Trade union representatives and NHS officials will restart discussions this week over the fate of pensions for the service's 1.3m employees. The Trades Union Congress (TUC) and the government last week agreed a framework deal for public sector pensions, forcing new employees to work until 65 for entitlement of a full pension. However, current workers' rights will remain unchanged. Talking points will include how pensions should be calculated and the degree of flexibility that will be allowed for early retirement. In 2003, over half the budget (about £23bn) was spent on pensions.

Patient attitudes on NHS differ

A Healthcare Commission study has revealed that attitudes towards the NHS are strongly shaped by demographics and personal well-being. Older people and those from the northeast of England were most positive about NHS services, whereas young Londoners and those from ethnic minorities were more negative. The most significant factor though was people's own well-being. Those most sickly were more likely to have complex and sometimes negative experiences of the NHS. The study covers 568 NHS organisations and more than 312,000 patients across England.

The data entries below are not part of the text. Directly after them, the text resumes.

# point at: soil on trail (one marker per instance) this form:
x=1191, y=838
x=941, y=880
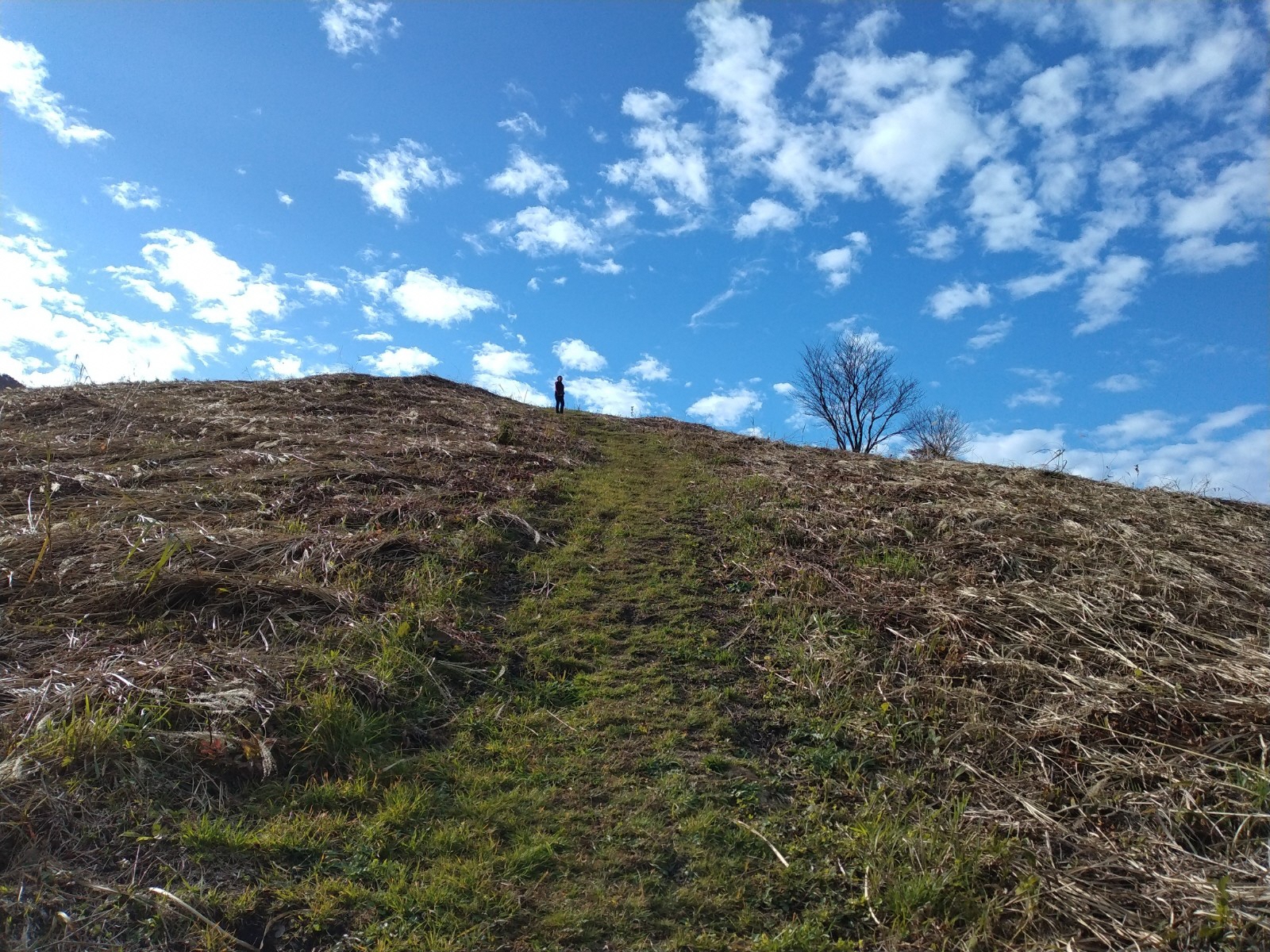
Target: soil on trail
x=351, y=663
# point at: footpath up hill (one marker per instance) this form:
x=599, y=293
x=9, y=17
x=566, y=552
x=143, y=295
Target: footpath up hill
x=352, y=663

Upfront fees threaten diversity of medical training

The British Medical Association and the Council of Heads of Medical Schools have expressed fears that government plans to force graduate students in England to pay top-up fees will threaten the drive for diversity in the medical profession. Next year's top-up fee system will force students hoping to do a second degree to pay top-up fees up front, whereas those on a first degree can defer payments. It is feared that this may prevent the many people who go into medicine at a later stage in their career from attempting to do so, thereby reducing the social diversity of new doctors.